L’Immaculée-Conception a d’abord été une dévotion en faveur dans le peuple de Dieu. L’Église l’a prise à son compte avec une déclaration dogmatique du Pape Pie IX, en décembre 1854. Non seulement Marie est-elle l’immaculée, non seulement célèbre-t-on sa conception, mais en adjoignant les deux termes, Immaculée-conception, l’Église affirme que Marie a été conçue et est née préservée, exempte de toute souillure de la faute originelle.

Depuis le Moyen-Âge, la doctrine liée à l’Immaculée Conception a fait l’objet de vifs débats, opposant surtout les théologiens Franciscains (en faveur) et Dominicains (très réticents). Alphonse de Liguori a rassemblé dans « ses gloires de Marie », classique de la piété mariale, les principaux arguments d’où il ressort que les trois personnes de la Trinité, Père, Fils et Esprit Saint concouraient à accorder à Marie ce titre d’Immaculée-Conception. Il nous précise comment les dominicains se répartissaient dans la controverse : 92 contre et 136 pour.
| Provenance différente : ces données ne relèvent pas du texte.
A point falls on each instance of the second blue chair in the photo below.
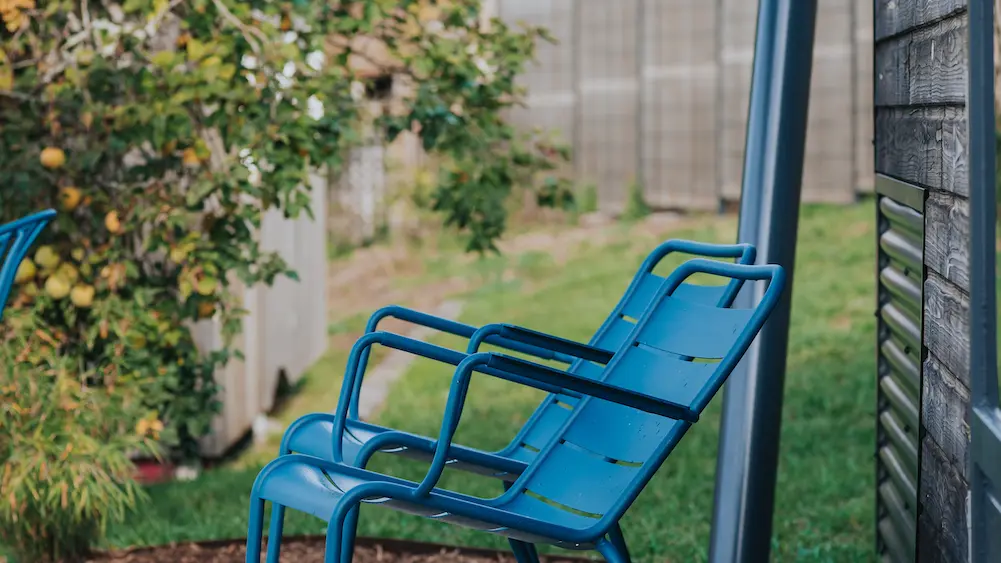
(313, 434)
(15, 239)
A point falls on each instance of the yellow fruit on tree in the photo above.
(57, 288)
(112, 222)
(25, 271)
(52, 157)
(82, 296)
(30, 289)
(46, 257)
(70, 197)
(68, 272)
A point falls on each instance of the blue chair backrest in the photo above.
(15, 239)
(606, 453)
(557, 408)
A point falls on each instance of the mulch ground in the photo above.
(310, 550)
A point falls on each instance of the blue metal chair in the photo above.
(15, 239)
(575, 491)
(313, 434)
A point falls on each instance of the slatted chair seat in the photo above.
(578, 487)
(16, 238)
(311, 434)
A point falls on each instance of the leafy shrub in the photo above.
(636, 203)
(588, 201)
(63, 445)
(164, 130)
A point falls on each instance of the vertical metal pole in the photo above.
(983, 470)
(770, 199)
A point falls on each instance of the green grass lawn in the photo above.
(826, 482)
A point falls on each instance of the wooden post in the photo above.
(920, 67)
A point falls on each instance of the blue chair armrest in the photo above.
(425, 350)
(540, 377)
(544, 375)
(558, 345)
(446, 326)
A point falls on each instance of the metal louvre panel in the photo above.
(900, 247)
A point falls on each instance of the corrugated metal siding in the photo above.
(900, 275)
(609, 86)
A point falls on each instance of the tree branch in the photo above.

L’Immaculée-Conception est-elle une fête de dévotion ou une fête dogmatique ? De nos jours, l’une et l’autre rencontrent des résistances. Pour d’aucuns, la dévotion n’est pas assez en prise avec la réalité quotidienne tandis que pour d’autres –et parfois les mêmes- le dogme est trop tributaire de la tradition théologique sur le péché originel, évocateur d’une Église autoritaire.

Dans la tradition chrétienne, Marie détient une puissance d’intercession, puissance que la dévotion attribue à sa compassion. À distinguer la Mère de Dieu de notre condition commune, à insister sur ses privilèges ne risque-t-on pas de l’éloigner de nous ? Entre distance et proximité, Marie, la vierge de Nazareth, doit bien afficher une certaine perplexité, elle qui s’en tiendrait volontiers à l’hommage « comblée de grâces ».

En ce temps de l’Avent, cette célébration de l’Immaculée-Conception nous amène à donner à nouveau notre acquiescement au choix de Dieu pour faire une demeure à son Fils. Toute l’Église y souscrit, avec humilité, sachant bien que personne mieux que Marie pouvait s’acquitter d’une telle mission.

Toutefois, l’accomplissement de cette mission résidait dans la grâce de Dieu. Le « rien n’est impossible à Dieu » affirmé par l’ange Gabriel, vaut pour toute l’œuvre de Dieu. Marie elle-même a accusé la disproportion entre son humble personne et la mission qui lui a été confiée, devenir la Mère de celui qui sera appelé « Fils du Très-Haut », le Messie siégeant sur le trône de David.

Marie est une figure d’exception. Avec l’Ange, nous la saluons comme « comblée de grâces », nous admirons combien Dieu a fait en elle des merveilles. Nous célébrons son humilité, sa force, son obéissance, son écoute de l’Esprit. Ce n’est certainement pas pour la tenir en distance mais pour en faire un modèle pour notre parcours de foi. Comme elle, nous avons été choisis par Dieu, comme elle, nous sommes appelés à une mission, comme elle, nous recevons la grâce qui à la fois nous façonne et nous permet d’accomplir la volonté de Dieu.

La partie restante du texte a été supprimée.